Today’s Nightmare: From-Scratch Server Restore
Let’s be honest: most of us have never rebuilt a product server from scratch under duress. Many of us bury our heads in the sand, hoping production will just keep on keepin’ on. We don’t test our backups, and even if we do, we don’t go to the extreme of attempting a complete from-scratch reinstall. When the system is down and the CIO’s standing behind us, tapping us on the shoulder, we learn some ugly lessons.
Right away, you need to choose one of two recovery plans: will you try to restore everything exactly as it was (including the system databases), or will you build a new server from scratch and just restore the user databases? Ideally, you’ve designed your recovery plan ahead of time, but in a nightmare scenario, you’re standing in the datacenter with empty pockets and no game plan.
If you decide to restore the system databases, you should try this ahead of time. Restoring the master database is different than typical user databases because you can’t use SQL Server Management Studio. You have to set the SQL Server to run in single-user mode, then use SQLCMD to restore the master database, then remove the -m parameter that you added to start SQL Server, and start it back up again. If you’re using a third-party product to do your database backups, it’ll require separate instructions like Tom LaRock’s instructions on restoring master with Quest LiteSpeed. After restoring master, you’ll need to restore the msdb database, but fortunately that one can be done through the SSMS GUI as long as the SQL Server Agent is shut down.
If you don’t restore the system databases, you may be able to get your server up and running faster – at the cost of some configuration data. For example, logins, Agent jobs, and linked servers are stored in the system databases. On a small development server with a handful of logins and only maintenance jobs, it might be easier to install a fresh instance of SQL Server on a newly installed server, then just restore the user databases. (This is one of the reasons I try to avoid excessive custom logins or Agent jobs where possible on development servers.) Knowing your recovery process and risk will help you design your SQL Server security and Agent job configuration better.
If you decide ahead of time that your recovery plan involves a fresh OS and SQL Server, there’s one thing you can do to make your recovery process either: automate login creation.
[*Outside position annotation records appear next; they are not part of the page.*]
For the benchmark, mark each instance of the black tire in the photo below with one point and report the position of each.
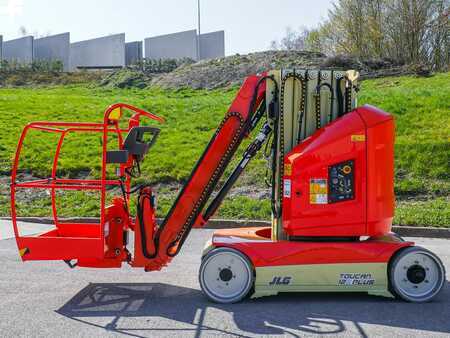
(416, 275)
(219, 279)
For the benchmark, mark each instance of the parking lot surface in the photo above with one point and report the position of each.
(50, 300)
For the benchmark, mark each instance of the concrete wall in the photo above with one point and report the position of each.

Schedule a job to run weekly with Robert Davis’s login copy script and send the results to yourself via email. That way, at the very least, you’ll have the exact list of logins, passwords, and SIDs to avoid the orphaned login problem when you restore databases. Run the create-login script sent to you by Robert’s tool, then as you restore each user database, the logins will automatically be associated and users can resume work as normal.
To help plan your build-versus-restore decision ahead of time, it helps to think through all of the implications. These are just some of the questions you’ll need to think through when designing a disaster recovery plan:
- What service pack & cumulative update pack was the server running?
- Did we have any non-SQL applications installed?
- Were any server-level settings like trace flags configured?
For answers, try running my Blitz script ahead of time. I bet you’ll learn a lot about your servers – I know my clients do!